Лишь контуры ее тела блестели в мятущемся мраке; слабый отблеск позволял угадать очертания двери.
— Подойди, — прошептала она дрожащим голосом, — подойди ко мне, мне страшно.
Отпустив ногу лошади, я поднялся, подошел к Друзилле и обнял ее.
— Чего ты боишься?
— Не знаю. Я думаю о Дональбайне.
— И что же?
— Он не должен бывать у нас.
— Почему?
— Он еще ребенок.
— Ты влюблена в него?
— Не знаю.
— Дорогая, ты опережаешь меня.
— Поедем скорей.
— Куда ты хочешь?
— К морю, может быть…
— Хорошо. Скажи… с Дональбайном, это серьезно?

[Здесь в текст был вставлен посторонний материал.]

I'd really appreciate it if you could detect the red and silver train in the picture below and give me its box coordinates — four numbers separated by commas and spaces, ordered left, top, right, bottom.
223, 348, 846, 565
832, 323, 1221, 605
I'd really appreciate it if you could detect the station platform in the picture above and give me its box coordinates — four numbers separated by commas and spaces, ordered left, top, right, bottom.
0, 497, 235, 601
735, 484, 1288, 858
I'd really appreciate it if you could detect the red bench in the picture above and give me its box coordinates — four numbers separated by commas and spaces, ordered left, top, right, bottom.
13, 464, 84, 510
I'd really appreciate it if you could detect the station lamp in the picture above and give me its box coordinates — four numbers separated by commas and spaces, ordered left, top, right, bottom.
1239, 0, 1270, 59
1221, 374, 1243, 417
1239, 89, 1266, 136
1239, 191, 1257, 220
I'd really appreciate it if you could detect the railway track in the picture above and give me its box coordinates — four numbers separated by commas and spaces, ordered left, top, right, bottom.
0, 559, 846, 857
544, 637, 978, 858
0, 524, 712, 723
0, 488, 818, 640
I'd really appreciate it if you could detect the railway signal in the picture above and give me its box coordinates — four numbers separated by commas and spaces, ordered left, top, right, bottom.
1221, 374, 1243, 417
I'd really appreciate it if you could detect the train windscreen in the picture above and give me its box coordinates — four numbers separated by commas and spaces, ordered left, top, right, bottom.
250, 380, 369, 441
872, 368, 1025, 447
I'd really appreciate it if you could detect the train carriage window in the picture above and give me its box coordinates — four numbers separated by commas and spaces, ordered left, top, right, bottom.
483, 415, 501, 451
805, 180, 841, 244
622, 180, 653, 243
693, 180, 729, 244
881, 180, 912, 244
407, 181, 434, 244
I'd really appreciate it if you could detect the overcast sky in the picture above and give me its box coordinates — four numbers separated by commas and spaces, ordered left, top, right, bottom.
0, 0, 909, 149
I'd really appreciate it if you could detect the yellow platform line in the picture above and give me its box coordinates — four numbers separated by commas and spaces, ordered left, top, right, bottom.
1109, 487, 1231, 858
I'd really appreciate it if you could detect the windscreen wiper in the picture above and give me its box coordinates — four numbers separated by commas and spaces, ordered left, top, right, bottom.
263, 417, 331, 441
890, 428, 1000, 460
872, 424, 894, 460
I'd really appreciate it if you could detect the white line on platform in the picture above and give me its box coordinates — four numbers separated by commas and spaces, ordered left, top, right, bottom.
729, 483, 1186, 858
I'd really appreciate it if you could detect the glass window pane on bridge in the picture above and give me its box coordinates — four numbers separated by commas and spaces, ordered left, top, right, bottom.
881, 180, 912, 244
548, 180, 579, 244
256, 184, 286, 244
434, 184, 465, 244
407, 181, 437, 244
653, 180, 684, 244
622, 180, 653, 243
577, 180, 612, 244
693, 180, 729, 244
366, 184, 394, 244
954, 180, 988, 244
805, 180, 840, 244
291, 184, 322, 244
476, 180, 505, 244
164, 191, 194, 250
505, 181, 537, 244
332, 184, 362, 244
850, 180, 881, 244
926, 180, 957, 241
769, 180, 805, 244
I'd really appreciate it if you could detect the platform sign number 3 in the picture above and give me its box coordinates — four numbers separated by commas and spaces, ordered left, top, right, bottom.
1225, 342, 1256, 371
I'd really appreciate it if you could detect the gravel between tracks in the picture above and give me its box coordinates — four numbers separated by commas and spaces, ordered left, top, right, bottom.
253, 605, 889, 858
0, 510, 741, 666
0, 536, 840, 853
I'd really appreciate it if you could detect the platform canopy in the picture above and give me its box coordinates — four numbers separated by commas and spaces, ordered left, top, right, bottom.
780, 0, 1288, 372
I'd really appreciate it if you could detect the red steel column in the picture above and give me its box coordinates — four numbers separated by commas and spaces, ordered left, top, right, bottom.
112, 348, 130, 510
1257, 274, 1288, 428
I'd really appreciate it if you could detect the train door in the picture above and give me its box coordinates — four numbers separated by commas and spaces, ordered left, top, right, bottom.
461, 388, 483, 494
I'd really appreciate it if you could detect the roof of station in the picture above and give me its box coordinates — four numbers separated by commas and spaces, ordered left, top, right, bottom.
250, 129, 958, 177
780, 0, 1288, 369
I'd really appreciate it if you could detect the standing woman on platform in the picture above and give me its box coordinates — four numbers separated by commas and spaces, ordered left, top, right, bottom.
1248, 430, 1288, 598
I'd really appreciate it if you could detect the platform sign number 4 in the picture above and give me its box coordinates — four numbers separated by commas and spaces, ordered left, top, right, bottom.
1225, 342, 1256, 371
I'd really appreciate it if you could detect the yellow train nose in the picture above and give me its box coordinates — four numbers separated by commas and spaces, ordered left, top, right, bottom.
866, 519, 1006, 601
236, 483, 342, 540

— Я не могу понять, что я чувствую. Я вспоминаю вечер, когда мы втроем сошлись в каком-то разговоре. Мы с тобой, разгорячившись, зашли слишком далеко, и я заметила, как он покраснел. Сами того не желая, мы распалили его воображение. Мы должны написать Брамарам, что больше не сможем его принимать.
— Как хочешь.
— И еще нам нужен новый лакей.
— Я займусь этим.
— Не забудь рассчитаться с Джонсоном.
— Конечно. Но что с тобой сегодня? Я тебя не узнаю.
— Ангус, у нас, кажется, будет ребенок.
— Что?
— Я беременна.
— А…
Тучи, как скалы, нависли над нами. Друзилла протягивает мне сандвич. За лесами и деревеньками блестит море. Солнце, положив тяжелые ладони мне на живот и на голову, прижимает меня спиной к земле. Поле — пылающая комната. Мы любим пламя.
Мы въезжаем в порт. Бервик-на-Твиде — славный городишко, полный сквозняков и старых дев. Наши лошади, увидев трамвай, встают на дыбы. Центральная площадь пахнет ячменным сахаром. На крепостных стенах играют нарядные послушные дети. Переулки раскрывают шторы. У подножия стен молодые пастухи, белокурые и худые, продают снегирей в клетках. Мы въезжаем в крепость. Друзилла протягивает руку в сторону сада Лауры Пистилл. Открываются окна. Мы спускаемся с лошадей. Лаура берет Друзиллу за руку:
— Куда вы спрятали маленького Дональбайна?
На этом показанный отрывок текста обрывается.